Be careful not to get lost in the weeds here. Have the developer take you through the high-level code, not the low-level stuff. Low-level stuff will distract you from seeing the bigger picture. You may want a friend developer who knows the language in question but be prepared to be able to fly solo on this after a few reviews.

Sample comment:
/**
 * Application State Object that tracks the current state of a flow. Holds any
 * state information related to a specific flow
 *
 * Each flow state has all the information to run the flow and re-enter it if
 * needed.
 *
 * defines an actively executing flow. Each FlowState has an attached
 * Flow which is the instantiated definition. This copy is made to avoid
 * problems with flow definitions changing while an instance of a flow is
 * active.
 */

Integration Tests/Unit Tests:

These are automated tests that anyone can run from the command line ( i.e. should not require bringing up a development environment.) You should be able to run a command line tool that reports number of tests run and the code coverage of those tests. These tests should include running something like selenium that will bring up a browser and run through your site.

Packaging

You should have a set of clear step by step instructions to get from a brand new machine to running the tests to bringing up the service. You need to be able to verify this yourself. Using only the directions only as written i.e. *no help from anyone* can you get the machine set up, source code downloaded from a source code repository**, compiled, and running? You should be able to type ‘http://localhost/’ and see your website.

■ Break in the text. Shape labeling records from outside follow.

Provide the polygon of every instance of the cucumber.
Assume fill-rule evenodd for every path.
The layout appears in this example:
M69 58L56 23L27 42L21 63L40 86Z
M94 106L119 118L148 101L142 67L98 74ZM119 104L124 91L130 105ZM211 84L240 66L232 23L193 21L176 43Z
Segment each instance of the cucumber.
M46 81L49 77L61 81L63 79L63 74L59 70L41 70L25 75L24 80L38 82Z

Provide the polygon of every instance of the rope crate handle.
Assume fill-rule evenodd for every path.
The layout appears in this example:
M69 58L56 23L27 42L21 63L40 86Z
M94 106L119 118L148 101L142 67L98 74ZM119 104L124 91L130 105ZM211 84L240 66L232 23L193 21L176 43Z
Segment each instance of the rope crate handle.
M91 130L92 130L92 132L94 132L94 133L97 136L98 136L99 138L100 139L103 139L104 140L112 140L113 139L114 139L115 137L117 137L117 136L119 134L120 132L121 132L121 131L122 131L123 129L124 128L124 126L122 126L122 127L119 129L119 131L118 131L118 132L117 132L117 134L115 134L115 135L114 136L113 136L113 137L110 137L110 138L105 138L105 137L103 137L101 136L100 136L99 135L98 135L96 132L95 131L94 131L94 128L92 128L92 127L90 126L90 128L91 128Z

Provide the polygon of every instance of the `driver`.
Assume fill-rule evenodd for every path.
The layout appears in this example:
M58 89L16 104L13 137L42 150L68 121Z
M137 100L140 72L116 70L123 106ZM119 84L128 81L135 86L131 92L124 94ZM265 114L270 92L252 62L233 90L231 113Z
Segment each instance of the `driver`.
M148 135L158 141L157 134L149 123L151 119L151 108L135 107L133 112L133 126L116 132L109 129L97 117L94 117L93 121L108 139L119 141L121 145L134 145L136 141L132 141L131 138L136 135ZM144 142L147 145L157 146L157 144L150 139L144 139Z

[**Run away from any developer that doesn't understand source code repositories. They are your insurance that 3 months into development the developer's machine crashes and everything is gone.]

Can you bring up the development environment and start the product following the written directions by yourself? This avoids the possibility/probability that the developer’s machine is magically configured and only his machine is set up just so to build the product. Believe it or not, I have worked at large companies that are hair-pulling experiences because everything has to be magically configured to build the product.

Performance

---

How many people are going to hit your web server? What is the peak load going to be? What kind of response is the developer giving about issues like scalability?

Big issue here. Have the developer create jmeter tests that show how the server behaves under load. When running a jmeter test look at memory usage and CPU % on the server and that database. Ratchet up the number of jmeter users until the service just dies. Is that number acceptable? Look into making the service scalable using Amazon’s ec2 service. Ask questions about how much memory each logged in user takes. If each logged in user takes 1 megabyte of memory, you will only be able to have 300 or so users at a time/machine!

Any developer worth anything knows to use a database and well but they are not experts. Spend the money for a day or two of a database expert’s time. Have them take a look at the queries your service runs against the database. Have he/she do at least a little bit of tuning (this will be on-going process) but could easily allow the service to run 10x - 100x better.